Pike O’Stickle

Published 27 August 2013

Has this look that someone’s simply thrown a lump of clay on the mountain side, and then covered it in rock.

Quite how many Langdale Pikes there are, is a matter of debate. And one I can’t really be bothered having. I’m going with five and that’s the end of the matter. But it doesn’t matter how many you do, it’s still a classic walk. After starting with Loft Crag, I headed to my second – and favourite – Langdale Pike, Pike o’Stickle.

Pike O’Stickle is a funny looking thing. It’s a tall rock, with steep sides and has a rather unusual shape. From afar it looks like some giant has thrown a ball of clay down on the hill side, and then covered it in lots of rock. Even close up, it still gives some part of that impression.

With a mere third of a mile distance between it and Loft Crag, the ridge route between to Pike O’Stickle was hardly going to take a significant amount of time or effort, and sure enough I’d soon covered the undulating path between the two fells, and found myself at the start of the path up to the summit.

“Have you had lunch? We’ve got some spare!” asked an American lady as I walked up.

I’d passed her and three others in her group whilst climbing up the hill earlier in the day. Well I say, passed. We’d done the uphill climb shuffle. A few times they’d overtaken me whilst I was resting, then not long after I’d said a cheery hi whilst they’d pause to take in a view. Whilst I’d gone to Loft Crag, they’d headed straight to Pike O’Stickle, where they now sat eating their lunch – clearly with more than they needed.

Harrison Stickle and Loft Crag

They were a motley looking bunch, appearing to be a family group, and obviously not ones who were regular walkers if their attire was anything to go by. Dad had a large white beard with a faded red pacamac, and who had at one point, had been seen crouching on a sloped rock face, taking a very close up photo of a flower or something. Mum obviously had bought too much food and was wearing an anorak perhaps best suited for wandering round the shops, coupled with a pair of jeans.

Meanwhile, the son looked like he’d just stepped out of an American prep school, wearing beige chinos and a long sleeve shirt. He was the only one not to be wearing trousers, preferring instead a smart pair of brown lace-up shoes.

Only the fourth member of the group – a young lady who appeared to be English, perhaps the son’s girlfriend – seemed to be anywhere near close to being rightly equipped for a day in the Langdale Fells, decked out in a North Face jacket, but even then it was close.

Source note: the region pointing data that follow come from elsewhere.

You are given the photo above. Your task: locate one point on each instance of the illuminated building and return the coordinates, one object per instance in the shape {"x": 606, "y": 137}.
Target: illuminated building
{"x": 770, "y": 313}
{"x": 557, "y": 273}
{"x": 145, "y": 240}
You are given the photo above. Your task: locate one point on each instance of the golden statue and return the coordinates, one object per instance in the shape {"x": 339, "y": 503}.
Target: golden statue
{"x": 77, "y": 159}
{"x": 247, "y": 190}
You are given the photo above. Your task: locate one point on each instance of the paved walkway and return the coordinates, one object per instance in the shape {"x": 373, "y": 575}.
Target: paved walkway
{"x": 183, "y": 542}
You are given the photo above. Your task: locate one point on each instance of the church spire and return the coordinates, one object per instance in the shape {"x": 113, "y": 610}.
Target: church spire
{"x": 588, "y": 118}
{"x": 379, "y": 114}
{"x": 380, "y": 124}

As I’d just eaten my lunch – two muffins crammed with cheese – on the top of Loft Crag, I politely declined their offer, and set about working out how to get to the summit.

Many fells require a scramble to get to the top, but Pike O’Stickle is close to being a climb in my book, even if it is only a small one. I’m not a huge scrambling fan. It’s something to do with being a fifteen stone man with size ten feet and next to no poise or daintiness. When scrambling I am always rather paranoid that I’m going to lose my foothold, slip, and end up tumbling down on some hard pointy rock.

Yet despite Pike O’Stickle being one of those more challenging scrambles – a steep side requiring pushing up of the legs and hauling of the arms – it didn’t take me long to reach the Pike’s round top and be able to take in the view of Langdale that it presented.

A pleasant green top, quite in contrast with the rocky sides, greeted me, with a fine view of nearby fells including Bow Fell from the summit’s cairn which, fittingly, seemed to have its own scree-run. And as I stood there admiring it all, my mind kept pondering one important question. Just how on earth was I going to get back down again?